I study her. She means it. Or she thinks she does. But under the administrative tone there’s a flicker of something hotter, something like fascination’s little sister. She’s very careful not to feed it. She fails.

“Fine,” I say. “Then stabilise me.”

She blinks. “You’re agreeing.”

“I like schedules,” I tell her. “They make my rebellions feel earned.” I swing my feet to the floor and wipe a bead of water off my knee with my thumb. “Bring me a book that isn’t written for mourners or managers. Bring me tea that doesn’t taste beige. Bring me a needle and thread and something to take apart. And later, when you’re feeling brave, bring me the file you think I haven’t seen.”

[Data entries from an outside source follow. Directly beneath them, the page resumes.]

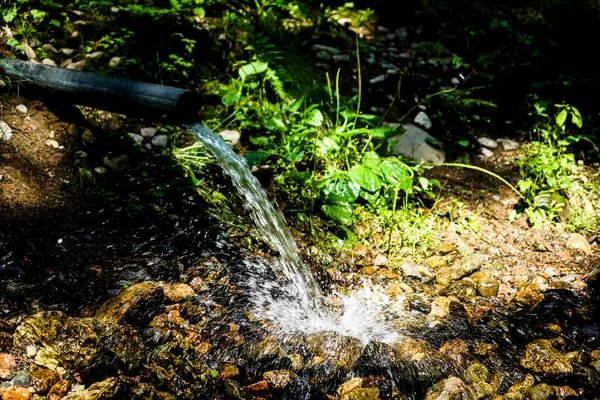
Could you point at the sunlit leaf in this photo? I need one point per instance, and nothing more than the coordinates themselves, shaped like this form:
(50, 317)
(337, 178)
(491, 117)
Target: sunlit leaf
(366, 178)
(341, 190)
(561, 118)
(340, 213)
(371, 160)
(254, 68)
(314, 118)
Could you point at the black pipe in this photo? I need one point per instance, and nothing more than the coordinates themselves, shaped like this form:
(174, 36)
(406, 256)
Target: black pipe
(123, 96)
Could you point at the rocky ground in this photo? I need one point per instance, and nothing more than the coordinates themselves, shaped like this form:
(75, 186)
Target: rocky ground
(115, 283)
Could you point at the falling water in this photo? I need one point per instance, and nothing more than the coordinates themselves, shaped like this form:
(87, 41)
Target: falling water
(294, 303)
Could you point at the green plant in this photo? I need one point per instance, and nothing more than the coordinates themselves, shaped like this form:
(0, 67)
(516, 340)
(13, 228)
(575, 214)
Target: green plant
(548, 166)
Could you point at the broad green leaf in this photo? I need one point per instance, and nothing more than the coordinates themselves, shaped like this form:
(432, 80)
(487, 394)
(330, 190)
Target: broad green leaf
(341, 190)
(366, 178)
(254, 68)
(231, 98)
(295, 156)
(371, 160)
(259, 140)
(255, 157)
(395, 172)
(576, 117)
(368, 196)
(561, 118)
(340, 213)
(276, 124)
(315, 118)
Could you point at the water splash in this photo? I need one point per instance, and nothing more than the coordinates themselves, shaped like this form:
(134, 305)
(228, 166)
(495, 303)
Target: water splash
(292, 299)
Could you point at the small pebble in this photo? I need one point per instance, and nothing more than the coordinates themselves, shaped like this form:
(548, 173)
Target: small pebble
(5, 132)
(160, 141)
(52, 143)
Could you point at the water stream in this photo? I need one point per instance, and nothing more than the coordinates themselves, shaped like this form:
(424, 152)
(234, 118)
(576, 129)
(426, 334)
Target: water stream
(293, 299)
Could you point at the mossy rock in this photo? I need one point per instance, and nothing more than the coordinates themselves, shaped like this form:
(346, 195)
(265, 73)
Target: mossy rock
(56, 340)
(106, 389)
(136, 304)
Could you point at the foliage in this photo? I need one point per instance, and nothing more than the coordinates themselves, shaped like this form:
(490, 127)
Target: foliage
(548, 167)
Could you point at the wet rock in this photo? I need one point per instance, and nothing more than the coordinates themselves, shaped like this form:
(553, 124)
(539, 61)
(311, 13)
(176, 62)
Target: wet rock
(564, 392)
(94, 55)
(106, 389)
(466, 266)
(260, 386)
(117, 164)
(341, 351)
(179, 368)
(235, 391)
(456, 350)
(577, 241)
(115, 62)
(279, 379)
(78, 66)
(21, 378)
(198, 285)
(423, 120)
(487, 286)
(5, 132)
(419, 303)
(56, 340)
(362, 394)
(445, 248)
(541, 391)
(541, 356)
(519, 390)
(436, 262)
(136, 304)
(7, 366)
(448, 389)
(17, 393)
(508, 144)
(160, 141)
(59, 390)
(486, 153)
(135, 138)
(122, 343)
(464, 289)
(349, 386)
(440, 307)
(228, 371)
(42, 380)
(416, 271)
(232, 137)
(414, 144)
(178, 292)
(487, 142)
(266, 350)
(529, 295)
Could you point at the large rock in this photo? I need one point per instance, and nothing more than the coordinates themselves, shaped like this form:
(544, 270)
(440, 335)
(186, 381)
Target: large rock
(56, 340)
(541, 356)
(414, 144)
(338, 350)
(466, 266)
(137, 304)
(448, 389)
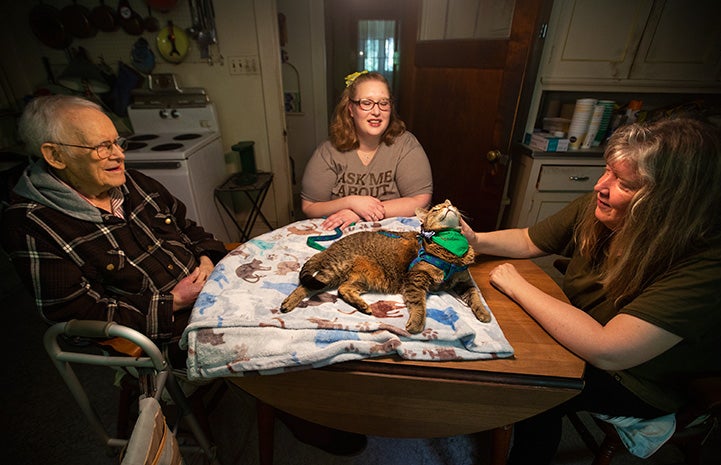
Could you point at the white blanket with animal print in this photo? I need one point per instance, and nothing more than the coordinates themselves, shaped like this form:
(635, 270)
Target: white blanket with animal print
(237, 329)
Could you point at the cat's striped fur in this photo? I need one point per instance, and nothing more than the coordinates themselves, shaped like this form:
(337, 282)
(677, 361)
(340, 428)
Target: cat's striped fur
(378, 262)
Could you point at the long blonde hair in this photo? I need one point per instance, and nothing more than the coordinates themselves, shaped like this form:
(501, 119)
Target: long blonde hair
(675, 213)
(342, 129)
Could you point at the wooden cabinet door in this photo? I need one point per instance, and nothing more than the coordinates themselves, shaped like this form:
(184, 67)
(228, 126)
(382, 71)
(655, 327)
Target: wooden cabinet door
(594, 39)
(682, 42)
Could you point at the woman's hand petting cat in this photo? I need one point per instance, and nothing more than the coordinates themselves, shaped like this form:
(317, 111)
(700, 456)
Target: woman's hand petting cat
(341, 219)
(506, 279)
(468, 233)
(367, 208)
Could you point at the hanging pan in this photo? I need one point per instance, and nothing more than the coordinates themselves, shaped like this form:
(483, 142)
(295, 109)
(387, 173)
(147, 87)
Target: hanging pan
(130, 20)
(47, 26)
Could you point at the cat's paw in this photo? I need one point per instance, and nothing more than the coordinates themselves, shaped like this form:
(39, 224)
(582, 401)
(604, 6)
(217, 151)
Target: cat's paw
(415, 324)
(482, 314)
(290, 303)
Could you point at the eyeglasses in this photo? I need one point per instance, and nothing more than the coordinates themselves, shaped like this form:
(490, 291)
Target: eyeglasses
(104, 149)
(367, 104)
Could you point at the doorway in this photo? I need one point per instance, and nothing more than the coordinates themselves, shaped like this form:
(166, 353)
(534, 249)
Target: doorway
(374, 35)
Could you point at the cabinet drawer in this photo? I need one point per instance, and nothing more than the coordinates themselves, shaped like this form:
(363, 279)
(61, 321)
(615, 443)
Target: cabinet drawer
(568, 178)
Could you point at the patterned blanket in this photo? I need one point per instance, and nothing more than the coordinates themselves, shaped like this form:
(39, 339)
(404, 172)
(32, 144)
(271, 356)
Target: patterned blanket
(236, 328)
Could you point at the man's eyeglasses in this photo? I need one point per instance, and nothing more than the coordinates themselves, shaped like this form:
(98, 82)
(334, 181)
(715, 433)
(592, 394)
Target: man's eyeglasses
(104, 149)
(366, 104)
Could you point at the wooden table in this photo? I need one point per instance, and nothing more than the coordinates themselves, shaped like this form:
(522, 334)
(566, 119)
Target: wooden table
(394, 397)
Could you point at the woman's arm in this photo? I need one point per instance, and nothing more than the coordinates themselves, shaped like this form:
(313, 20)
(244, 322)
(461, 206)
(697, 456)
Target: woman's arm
(344, 211)
(406, 206)
(625, 341)
(513, 243)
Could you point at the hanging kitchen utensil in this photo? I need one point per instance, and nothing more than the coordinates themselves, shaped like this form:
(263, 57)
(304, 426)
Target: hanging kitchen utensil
(104, 18)
(172, 43)
(130, 20)
(142, 58)
(151, 23)
(76, 19)
(47, 26)
(207, 35)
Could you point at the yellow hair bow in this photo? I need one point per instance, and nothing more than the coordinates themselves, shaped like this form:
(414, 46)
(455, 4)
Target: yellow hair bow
(352, 77)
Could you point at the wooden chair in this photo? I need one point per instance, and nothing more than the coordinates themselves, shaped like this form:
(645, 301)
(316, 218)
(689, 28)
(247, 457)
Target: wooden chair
(706, 395)
(689, 436)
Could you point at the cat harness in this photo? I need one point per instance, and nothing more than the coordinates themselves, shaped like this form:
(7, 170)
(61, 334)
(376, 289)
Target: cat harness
(451, 240)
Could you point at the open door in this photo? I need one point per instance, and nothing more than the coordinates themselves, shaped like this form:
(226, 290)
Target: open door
(468, 102)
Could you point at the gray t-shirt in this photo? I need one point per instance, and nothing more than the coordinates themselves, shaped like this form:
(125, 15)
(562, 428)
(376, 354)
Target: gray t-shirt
(398, 170)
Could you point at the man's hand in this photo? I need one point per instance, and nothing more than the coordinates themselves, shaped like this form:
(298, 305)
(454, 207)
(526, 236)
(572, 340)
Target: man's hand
(188, 289)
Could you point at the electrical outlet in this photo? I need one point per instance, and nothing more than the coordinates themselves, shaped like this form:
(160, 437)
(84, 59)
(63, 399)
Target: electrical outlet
(243, 65)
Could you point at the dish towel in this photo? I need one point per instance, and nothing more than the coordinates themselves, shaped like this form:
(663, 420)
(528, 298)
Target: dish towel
(236, 327)
(642, 437)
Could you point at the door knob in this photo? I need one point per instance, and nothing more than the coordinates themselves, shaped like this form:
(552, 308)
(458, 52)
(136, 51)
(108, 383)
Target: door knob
(494, 156)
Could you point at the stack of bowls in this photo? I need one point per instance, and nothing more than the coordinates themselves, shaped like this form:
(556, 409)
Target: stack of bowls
(580, 121)
(605, 121)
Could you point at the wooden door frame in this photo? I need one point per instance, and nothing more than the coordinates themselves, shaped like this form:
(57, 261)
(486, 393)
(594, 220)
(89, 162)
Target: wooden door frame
(472, 53)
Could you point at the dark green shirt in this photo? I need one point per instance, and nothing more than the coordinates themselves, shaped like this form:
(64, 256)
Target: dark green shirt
(685, 301)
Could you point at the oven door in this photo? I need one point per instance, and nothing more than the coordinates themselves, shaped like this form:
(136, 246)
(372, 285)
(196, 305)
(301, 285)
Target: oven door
(174, 175)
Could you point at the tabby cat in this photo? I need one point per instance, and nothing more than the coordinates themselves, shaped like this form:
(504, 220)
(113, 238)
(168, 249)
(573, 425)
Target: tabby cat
(388, 262)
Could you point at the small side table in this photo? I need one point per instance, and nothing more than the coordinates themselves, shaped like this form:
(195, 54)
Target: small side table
(255, 192)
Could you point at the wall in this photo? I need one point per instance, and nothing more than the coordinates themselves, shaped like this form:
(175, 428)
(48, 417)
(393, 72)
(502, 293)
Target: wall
(306, 52)
(250, 107)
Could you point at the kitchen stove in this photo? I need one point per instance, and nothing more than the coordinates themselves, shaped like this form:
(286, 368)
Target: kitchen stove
(176, 141)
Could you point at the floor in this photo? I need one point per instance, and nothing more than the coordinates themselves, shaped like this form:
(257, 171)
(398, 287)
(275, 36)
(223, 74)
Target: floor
(42, 424)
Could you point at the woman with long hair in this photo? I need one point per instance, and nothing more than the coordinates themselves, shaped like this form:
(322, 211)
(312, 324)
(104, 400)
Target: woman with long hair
(643, 278)
(371, 167)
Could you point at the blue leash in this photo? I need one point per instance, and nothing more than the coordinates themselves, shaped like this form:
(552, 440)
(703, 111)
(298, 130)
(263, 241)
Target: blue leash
(312, 241)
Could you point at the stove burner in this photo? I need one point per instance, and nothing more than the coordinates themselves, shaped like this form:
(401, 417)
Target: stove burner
(166, 147)
(142, 137)
(133, 145)
(188, 136)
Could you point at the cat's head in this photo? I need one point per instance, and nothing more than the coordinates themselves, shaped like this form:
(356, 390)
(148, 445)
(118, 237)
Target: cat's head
(439, 217)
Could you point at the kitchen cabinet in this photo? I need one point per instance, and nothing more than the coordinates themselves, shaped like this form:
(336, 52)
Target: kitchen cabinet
(641, 43)
(542, 183)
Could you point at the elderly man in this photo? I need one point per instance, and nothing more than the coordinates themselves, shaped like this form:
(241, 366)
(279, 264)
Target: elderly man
(91, 240)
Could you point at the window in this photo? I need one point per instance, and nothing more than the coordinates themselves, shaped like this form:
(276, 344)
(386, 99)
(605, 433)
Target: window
(377, 43)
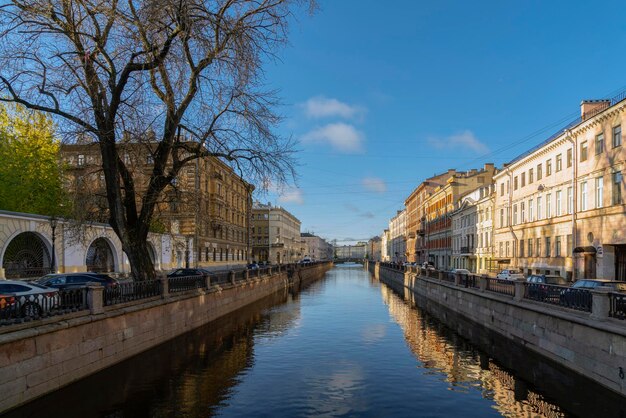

Her eyes lift. “What file?”

“The one with the transfer codes.” I smile pleasantly. “I like to keep up with my travel plans.”

“You’re not being transferred.”

“Of course not,” I say, saccharine. “Not when I’m doingsowell.”

There it is again – the twitch at the corner of her mouth, the crack in the vase. She stands, smoothing her skirt as if creases can be willed out of existence.

“You will rest,” she says.

“Yes, Doctor.”

“You will eat.”

“If you insist.”

“You will not leave this room without permission,” she finishes, and for the first time there’s steel in it. “If you try, you will be restrained.”

I widen my eyes. “Promise?”

She closes the door when she leaves, but it doesn’t click. It never clicks. This is not a prison. It’s a well-decorated cul-de-sac with nowhere to go.

I give it five minutes. I listen to footsteps recede, to a cart squeak along the corridor, to the rustle of paperwork like dry leaves. I count breaths. At sixty, I get up and start.

The trick to any cage is knowing which bars are decorative. The window doesn’t open. The door opens too easily. Thecamera in the corner has a smudge at the edge of its lens and a telltale lag when it pans left. The vent cover is screwed in with a stripped head. The bedside drawer sticks, but if you jiggle it forward and lift, it reveals the shallow space behind where useful things get lost. I don’t find anything useful. Yet.

Later, they bring me the tray. Tea that tastes like surrender. A small stack of books carefully chosen to pacify: mindfulness, grief, a novel where nothing truly awful happens to anyone that matters. I thank the guard with pretty eyes, and when he blushes I know how to ask him for things later.

Afternoon stretches. I nap with my eyes open and dream with my eyes closed and practise lying perfectly still. It’s a useful skill. Prey freezes. Predators perform it.